Творческое целебное вдохновение в общении с природой является только тогда, когда ландшафт, деревья, заросли трав и т. д. начинают восприниматься по-своему. Пациент С., 49 лет, с детства по несколько месяцев в году жил на даче («в лесу»), но лечебное воздействие дачного леса ощутил впервые только в процессе наших занятий, обнаружив однажды, что воспринимает теперь «свои картинки» (Бурно М.Е., 1981. С. 32).

Общение с минералами, горами намекает о вечности, о материальной неистребимости всего существующего в мире.

Отдельно следует сказать о некоторых особенностях лечебного действия общения с домашними животными[119] на дефензивных пациентов.
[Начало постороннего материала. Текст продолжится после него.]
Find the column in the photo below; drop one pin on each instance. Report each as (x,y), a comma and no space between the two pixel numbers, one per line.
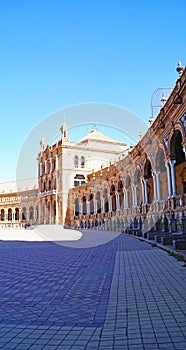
(81,208)
(135,195)
(173,176)
(88,208)
(126,199)
(169,180)
(102,205)
(155,186)
(27,214)
(40,169)
(110,203)
(145,181)
(158,185)
(117,201)
(142,191)
(45,166)
(57,211)
(95,206)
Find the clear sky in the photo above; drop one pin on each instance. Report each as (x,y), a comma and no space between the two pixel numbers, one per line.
(55,54)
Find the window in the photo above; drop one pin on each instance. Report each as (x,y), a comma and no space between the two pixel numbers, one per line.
(76,161)
(79,180)
(82,162)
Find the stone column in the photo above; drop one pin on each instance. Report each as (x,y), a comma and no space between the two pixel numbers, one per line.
(117,201)
(95,206)
(126,199)
(155,186)
(169,180)
(57,209)
(81,208)
(145,181)
(135,195)
(51,165)
(110,204)
(173,176)
(88,208)
(158,185)
(102,205)
(45,166)
(142,191)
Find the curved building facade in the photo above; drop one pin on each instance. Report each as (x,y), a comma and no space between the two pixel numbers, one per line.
(147,188)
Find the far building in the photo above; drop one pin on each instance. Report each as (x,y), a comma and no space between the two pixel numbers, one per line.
(65,164)
(18,203)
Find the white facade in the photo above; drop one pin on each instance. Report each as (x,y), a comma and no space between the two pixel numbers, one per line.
(73,162)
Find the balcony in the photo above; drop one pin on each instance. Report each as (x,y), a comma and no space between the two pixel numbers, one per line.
(46,193)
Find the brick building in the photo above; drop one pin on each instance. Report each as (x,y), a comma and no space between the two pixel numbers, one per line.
(148,187)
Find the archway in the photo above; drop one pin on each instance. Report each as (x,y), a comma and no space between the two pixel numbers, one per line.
(129,191)
(161,174)
(137,182)
(9,214)
(113,195)
(16,214)
(178,157)
(2,214)
(149,181)
(76,203)
(120,192)
(105,196)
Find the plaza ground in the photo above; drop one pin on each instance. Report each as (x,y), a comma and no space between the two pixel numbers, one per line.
(89,290)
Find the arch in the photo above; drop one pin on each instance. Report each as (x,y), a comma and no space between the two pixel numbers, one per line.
(31,213)
(76,161)
(129,189)
(2,214)
(113,195)
(91,197)
(176,149)
(76,203)
(105,196)
(84,201)
(82,161)
(137,183)
(16,214)
(98,198)
(24,214)
(162,173)
(9,214)
(149,181)
(120,192)
(49,185)
(177,154)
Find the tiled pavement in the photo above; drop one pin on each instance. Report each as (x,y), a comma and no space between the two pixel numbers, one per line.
(123,294)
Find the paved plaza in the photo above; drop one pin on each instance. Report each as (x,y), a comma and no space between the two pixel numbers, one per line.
(99,291)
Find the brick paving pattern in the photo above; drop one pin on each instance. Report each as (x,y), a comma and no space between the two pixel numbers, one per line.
(123,294)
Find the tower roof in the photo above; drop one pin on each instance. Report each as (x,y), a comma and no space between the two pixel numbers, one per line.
(96,135)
Самоотверженность многих собак, в любой момент готовых пожертвовать за хозяина жизнью, покоряет наших пациентов.

Собака порой острее близкого человека чувствует отношение хозяина к другим людям, отношение людей к хозяину, чует настроение хозяина и сочувствует ему, прижавшись головой к колену[120]. Для многих дефензивных пациентов нет ничего выше такого безыскусственного «понимания» и сочувствия.
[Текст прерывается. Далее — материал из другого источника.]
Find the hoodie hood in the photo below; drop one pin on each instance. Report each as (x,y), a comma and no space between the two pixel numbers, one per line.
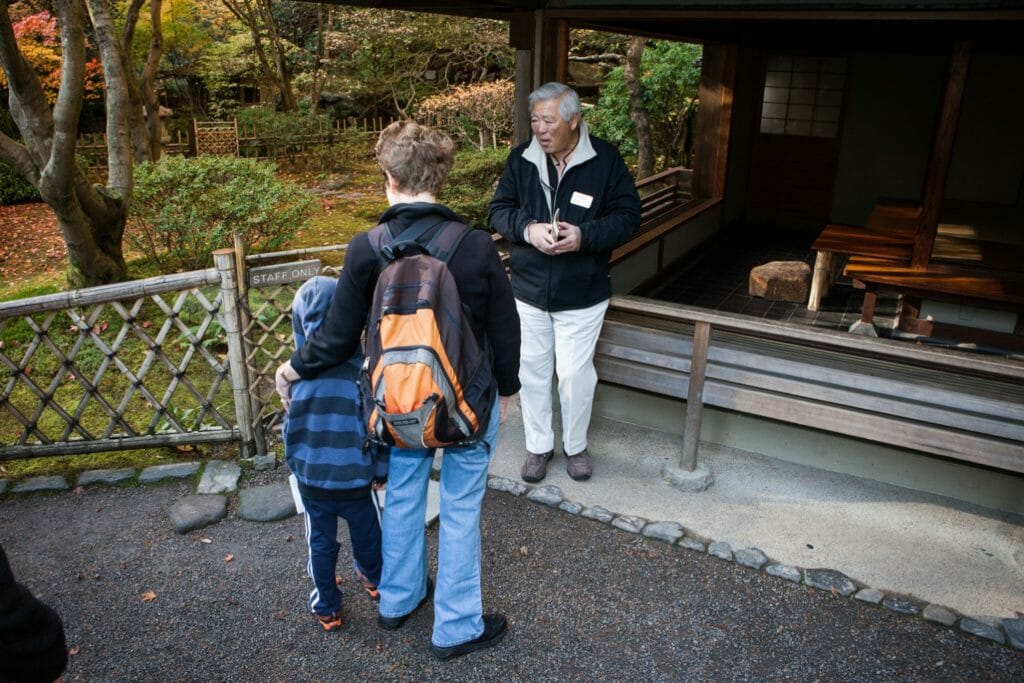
(310,305)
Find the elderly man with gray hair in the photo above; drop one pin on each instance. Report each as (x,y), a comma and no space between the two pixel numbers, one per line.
(564,202)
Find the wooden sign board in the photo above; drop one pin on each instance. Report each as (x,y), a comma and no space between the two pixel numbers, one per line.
(271,275)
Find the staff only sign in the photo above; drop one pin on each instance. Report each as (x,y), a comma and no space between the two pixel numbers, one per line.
(269,275)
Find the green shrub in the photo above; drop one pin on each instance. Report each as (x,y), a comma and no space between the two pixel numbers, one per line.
(14,188)
(471,182)
(182,209)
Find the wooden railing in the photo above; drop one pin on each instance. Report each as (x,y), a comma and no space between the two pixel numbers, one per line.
(944,402)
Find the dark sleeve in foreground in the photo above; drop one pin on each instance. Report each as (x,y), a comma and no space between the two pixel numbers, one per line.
(32,638)
(505,214)
(335,341)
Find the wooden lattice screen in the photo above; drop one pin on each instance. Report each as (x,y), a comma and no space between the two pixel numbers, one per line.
(137,365)
(218,138)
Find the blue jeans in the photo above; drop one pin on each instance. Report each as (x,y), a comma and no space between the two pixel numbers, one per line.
(322,541)
(458,605)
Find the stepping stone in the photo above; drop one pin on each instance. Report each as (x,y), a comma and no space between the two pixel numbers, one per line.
(784,571)
(105,476)
(220,476)
(751,557)
(781,281)
(829,580)
(194,512)
(433,502)
(54,482)
(266,504)
(507,485)
(171,471)
(667,531)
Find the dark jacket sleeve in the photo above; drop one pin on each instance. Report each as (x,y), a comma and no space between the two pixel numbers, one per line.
(622,216)
(502,326)
(338,337)
(504,213)
(32,638)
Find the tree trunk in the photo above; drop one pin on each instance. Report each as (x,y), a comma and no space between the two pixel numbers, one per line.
(91,219)
(638,112)
(139,137)
(288,100)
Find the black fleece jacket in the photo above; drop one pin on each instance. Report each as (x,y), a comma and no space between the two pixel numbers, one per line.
(483,287)
(596,193)
(32,638)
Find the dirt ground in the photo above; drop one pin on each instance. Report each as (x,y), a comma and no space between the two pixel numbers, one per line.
(30,242)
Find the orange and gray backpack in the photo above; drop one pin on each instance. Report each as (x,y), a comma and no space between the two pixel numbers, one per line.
(426,382)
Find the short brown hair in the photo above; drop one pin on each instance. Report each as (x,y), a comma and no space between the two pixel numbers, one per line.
(417,157)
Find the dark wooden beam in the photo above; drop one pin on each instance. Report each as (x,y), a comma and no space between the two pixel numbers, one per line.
(941,155)
(711,150)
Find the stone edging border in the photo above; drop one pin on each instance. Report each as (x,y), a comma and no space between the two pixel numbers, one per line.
(1005,631)
(269,503)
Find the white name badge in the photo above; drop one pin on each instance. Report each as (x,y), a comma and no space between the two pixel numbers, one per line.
(579,199)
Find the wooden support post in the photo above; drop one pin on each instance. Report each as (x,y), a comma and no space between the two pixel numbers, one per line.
(694,396)
(941,156)
(718,77)
(224,260)
(521,39)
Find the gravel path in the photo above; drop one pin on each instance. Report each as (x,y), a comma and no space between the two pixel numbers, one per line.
(585,601)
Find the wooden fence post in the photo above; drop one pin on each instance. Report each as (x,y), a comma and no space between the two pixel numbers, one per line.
(690,475)
(224,260)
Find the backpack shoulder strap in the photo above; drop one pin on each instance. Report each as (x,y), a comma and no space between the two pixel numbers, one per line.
(444,243)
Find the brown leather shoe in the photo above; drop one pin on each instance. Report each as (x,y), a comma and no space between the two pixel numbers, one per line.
(580,467)
(536,467)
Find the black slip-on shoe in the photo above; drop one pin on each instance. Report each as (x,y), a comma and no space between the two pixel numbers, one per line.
(495,627)
(392,623)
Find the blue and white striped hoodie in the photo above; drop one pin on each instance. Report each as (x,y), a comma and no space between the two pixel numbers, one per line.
(325,434)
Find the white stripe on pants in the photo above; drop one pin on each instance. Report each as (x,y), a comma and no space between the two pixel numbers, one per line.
(560,342)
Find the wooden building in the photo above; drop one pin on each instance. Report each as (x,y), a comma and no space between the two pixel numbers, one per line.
(888,128)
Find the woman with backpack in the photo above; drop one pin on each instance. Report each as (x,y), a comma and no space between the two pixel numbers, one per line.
(416,161)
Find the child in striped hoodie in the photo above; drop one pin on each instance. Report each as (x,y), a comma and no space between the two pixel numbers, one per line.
(327,451)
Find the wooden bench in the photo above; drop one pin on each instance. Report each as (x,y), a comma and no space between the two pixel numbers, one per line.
(973,285)
(888,233)
(931,400)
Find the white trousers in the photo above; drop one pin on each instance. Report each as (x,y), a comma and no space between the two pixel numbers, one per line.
(563,343)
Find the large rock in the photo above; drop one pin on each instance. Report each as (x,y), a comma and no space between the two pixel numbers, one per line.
(266,504)
(781,281)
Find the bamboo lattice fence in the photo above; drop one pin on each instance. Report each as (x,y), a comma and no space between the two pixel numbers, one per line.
(178,359)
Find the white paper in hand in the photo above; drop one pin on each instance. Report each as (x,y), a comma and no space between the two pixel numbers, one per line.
(293,483)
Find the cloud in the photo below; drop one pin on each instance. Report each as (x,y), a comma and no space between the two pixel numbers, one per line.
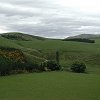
(50,18)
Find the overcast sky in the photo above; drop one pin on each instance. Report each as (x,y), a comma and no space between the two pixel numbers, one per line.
(50,18)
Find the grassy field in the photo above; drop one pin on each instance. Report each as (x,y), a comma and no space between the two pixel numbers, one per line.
(69,51)
(50,86)
(54,85)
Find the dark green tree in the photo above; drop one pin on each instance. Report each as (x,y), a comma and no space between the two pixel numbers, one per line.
(57,58)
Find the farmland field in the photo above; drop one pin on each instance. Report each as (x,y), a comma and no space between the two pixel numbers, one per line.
(50,86)
(62,85)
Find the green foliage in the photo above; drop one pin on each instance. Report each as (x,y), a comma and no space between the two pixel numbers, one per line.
(78,67)
(80,40)
(52,65)
(51,86)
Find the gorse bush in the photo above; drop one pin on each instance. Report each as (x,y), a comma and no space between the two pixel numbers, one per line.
(78,67)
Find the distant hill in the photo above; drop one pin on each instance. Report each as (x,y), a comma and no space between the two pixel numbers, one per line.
(20,36)
(86,36)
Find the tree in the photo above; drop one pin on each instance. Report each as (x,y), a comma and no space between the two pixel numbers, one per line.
(57,58)
(78,67)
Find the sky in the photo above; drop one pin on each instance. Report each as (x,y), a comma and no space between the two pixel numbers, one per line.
(50,18)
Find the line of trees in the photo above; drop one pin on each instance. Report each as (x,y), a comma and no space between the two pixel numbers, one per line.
(80,40)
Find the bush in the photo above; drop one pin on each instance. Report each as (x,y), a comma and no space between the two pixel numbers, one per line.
(52,65)
(78,67)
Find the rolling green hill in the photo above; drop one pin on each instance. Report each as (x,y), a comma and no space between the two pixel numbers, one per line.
(62,85)
(39,50)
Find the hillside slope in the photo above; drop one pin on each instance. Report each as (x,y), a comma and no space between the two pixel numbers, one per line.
(39,50)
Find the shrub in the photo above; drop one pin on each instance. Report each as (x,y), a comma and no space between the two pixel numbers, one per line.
(78,67)
(52,65)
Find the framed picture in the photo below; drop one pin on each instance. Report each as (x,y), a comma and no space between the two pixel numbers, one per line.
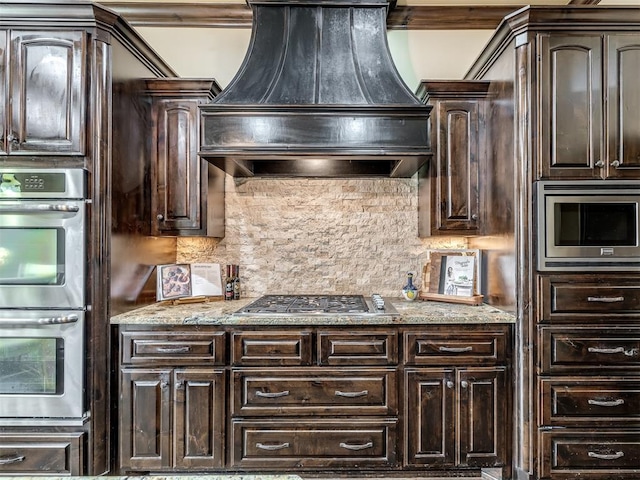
(452,275)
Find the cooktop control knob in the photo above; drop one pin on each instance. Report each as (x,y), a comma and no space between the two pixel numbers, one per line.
(378,301)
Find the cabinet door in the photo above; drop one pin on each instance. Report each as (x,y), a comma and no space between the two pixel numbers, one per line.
(178,171)
(623,159)
(145,419)
(429,419)
(47,85)
(483,417)
(571,99)
(455,183)
(199,418)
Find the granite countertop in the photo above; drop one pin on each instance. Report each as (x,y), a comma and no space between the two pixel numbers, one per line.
(221,313)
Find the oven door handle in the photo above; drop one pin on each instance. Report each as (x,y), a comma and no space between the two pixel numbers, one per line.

Для болезненно-робкого пациента крупная собака есть серьезная защита. Это вдруг благодарно осознает в группе одинокая пациентка, которая, возвращаясь с работы, в страхе всякий раз отпирает дверь в свою пустую квартиру: не спрятались ли там в шкафу, под кроватью воры?, По-видимому, самые опасные бандиты так боятся собак потому, что собака не имеет человеческого страха и «невменяема» в самоотверженной защите хозяина. Не считаем жутким рассказывать пациентам, как доберман-пинчер, выскочив неожиданно в темноте из кустов, разорвал живот бандиту, что набросился на его хозяйку. При этом цветной слайд с доберманом косвенно-мягко наводит на мысль о надежной защищенности рядом с крупной своей собакой дома и на прогулке.
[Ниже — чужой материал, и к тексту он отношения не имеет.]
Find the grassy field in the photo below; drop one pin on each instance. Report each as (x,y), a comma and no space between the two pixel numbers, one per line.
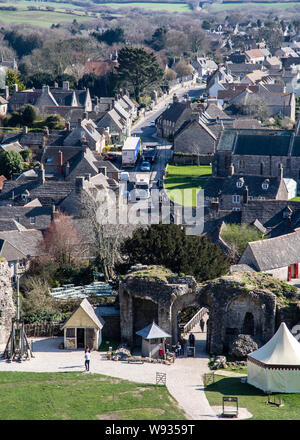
(81,396)
(186,180)
(253,399)
(41,18)
(238,6)
(170,7)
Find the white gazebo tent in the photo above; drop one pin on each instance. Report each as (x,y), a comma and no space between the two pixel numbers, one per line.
(152,338)
(275,367)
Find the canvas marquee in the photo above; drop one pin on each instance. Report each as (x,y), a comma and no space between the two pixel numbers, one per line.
(275,367)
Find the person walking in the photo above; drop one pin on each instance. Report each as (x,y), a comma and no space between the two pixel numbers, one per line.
(202,325)
(192,340)
(87,358)
(178,349)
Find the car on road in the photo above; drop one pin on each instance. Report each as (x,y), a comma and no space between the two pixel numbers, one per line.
(124,176)
(145,166)
(110,156)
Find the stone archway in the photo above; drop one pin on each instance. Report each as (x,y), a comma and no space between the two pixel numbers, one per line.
(233,308)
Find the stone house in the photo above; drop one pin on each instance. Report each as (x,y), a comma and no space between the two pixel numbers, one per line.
(3,106)
(116,124)
(173,117)
(265,104)
(194,138)
(86,131)
(217,81)
(83,328)
(258,152)
(204,66)
(278,256)
(47,99)
(232,192)
(255,56)
(18,247)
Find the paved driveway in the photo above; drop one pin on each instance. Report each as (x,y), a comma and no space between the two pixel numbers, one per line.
(184,377)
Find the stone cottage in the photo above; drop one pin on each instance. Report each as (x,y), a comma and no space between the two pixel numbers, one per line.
(278,256)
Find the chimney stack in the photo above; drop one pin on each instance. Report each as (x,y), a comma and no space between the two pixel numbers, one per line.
(6,93)
(281,171)
(60,162)
(79,184)
(46,90)
(245,195)
(41,174)
(103,170)
(67,169)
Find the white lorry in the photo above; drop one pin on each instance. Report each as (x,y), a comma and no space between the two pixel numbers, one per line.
(131,150)
(141,189)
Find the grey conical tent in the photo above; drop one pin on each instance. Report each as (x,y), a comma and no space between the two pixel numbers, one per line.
(275,367)
(153,336)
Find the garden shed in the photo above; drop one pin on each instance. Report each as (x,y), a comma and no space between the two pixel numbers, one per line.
(83,328)
(275,367)
(153,337)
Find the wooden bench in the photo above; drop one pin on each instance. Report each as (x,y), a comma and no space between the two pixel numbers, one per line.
(229,411)
(135,361)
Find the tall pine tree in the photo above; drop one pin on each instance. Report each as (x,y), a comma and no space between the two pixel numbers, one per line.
(138,70)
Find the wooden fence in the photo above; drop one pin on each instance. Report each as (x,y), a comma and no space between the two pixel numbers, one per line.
(46,329)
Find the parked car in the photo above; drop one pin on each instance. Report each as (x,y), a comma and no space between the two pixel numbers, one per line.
(124,176)
(145,166)
(110,156)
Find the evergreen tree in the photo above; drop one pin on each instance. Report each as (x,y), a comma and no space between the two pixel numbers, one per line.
(12,78)
(11,162)
(158,39)
(29,115)
(169,245)
(138,69)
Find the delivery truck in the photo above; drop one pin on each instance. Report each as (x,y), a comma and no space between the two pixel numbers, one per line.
(131,150)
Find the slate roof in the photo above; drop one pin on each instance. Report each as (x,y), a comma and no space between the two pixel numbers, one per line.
(50,193)
(174,111)
(153,331)
(89,310)
(274,252)
(228,186)
(22,215)
(262,145)
(27,242)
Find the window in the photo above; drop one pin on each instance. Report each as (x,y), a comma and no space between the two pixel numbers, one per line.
(261,169)
(70,333)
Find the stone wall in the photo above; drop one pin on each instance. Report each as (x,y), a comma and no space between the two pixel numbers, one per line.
(7,308)
(237,305)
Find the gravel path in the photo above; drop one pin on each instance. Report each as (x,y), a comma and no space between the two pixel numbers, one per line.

Домашнее животное беспредельно-бесхитростно, бескомпромиссно-преданно, от него не ждешь подвоха, обмана, с ним можно в этом отношении расслабиться, его не трудно понять в отличие от некоторых людей с «двойным дном», в которых, бывает, мучительно запутывается дефензивный пациент. Самая тягостная раздражительность многих дефензивных порой не распространяется в семье только на собаку. «Только собака не раздражает, — удивляется сама себе пациентка А.2, 47 лет. — Самая понятная мне душа. И люди мне малопонятны, и в книгах, чувствую, чего-то сложного, важного не разбираю, а здесь понимаю все, что она хочет, что нравится ей, и мне хорошо».

Собака в то же время трогает своей беззащитностью, полной зависимостью от хозяина. Без него она не может жить своей жизнью (с миской еды, подстилкой, прогулкой), а может лишь прозябать, как бездомные бедняги-собаки. То, что миска, прогулка и т. д. крепко связаны с близкими ей людьми, собака не то чтобы понимает, но по-своему, по-собачьи знает и боится все это потерять. Она предана хозяину (хозяйке) и своему дому, где все знает и любит, и сердится, когда кто-то незнакомый своим звонком нарушает этот сложившийся уют.

Пациенты нередко рассказывают, что, общаясь с собакой или кошкой, невольно острее чувствуют свое природное, связь с живой природой — растениями, травами, птицами, потому что собаки, кошки, живя с человеком, как бы стоят между ним и остальной природой. Кроме того, собака — непосредственный путь к растениям и птицам, поскольку по этому пути невольно идешь с нею гулять.

На собаку, кошку раздражительный пациент не сердится еще и потому, что не ждет, не требует от них того, что требовал бы от человека, от себя самого. Нередко (также и вследствие этого) люди, живущие вместе и любящие собаку, не требуют и друг от друга того, что бесполезно требовать, добрее друг к другу. Случается и такое, что собака трогательно-сердито встанет между поссорившимися близкими ей людьми. «Без нашей собаки, мне кажется, мы были бы такими злыми», — сказала пациентка Б., 31 года.

Пациенты, с тягостным чувством считающие себя некрасивыми, невзрачными, порой смягчаются в общении с собакой, поскольку собаке не нужна красота («собака любит меня и уродливую»).

Забота о питомце душевно укрепляет, поднимает пациента с чувством неполноценности, потому что «здесь он является опекуном и покровителем», как отмечает натуралист В.Г. Гусев[121]. «Мне легче оттого, что есть рядом кто-то еще более глупый, чем я», — сказал пациент М., 34 лет.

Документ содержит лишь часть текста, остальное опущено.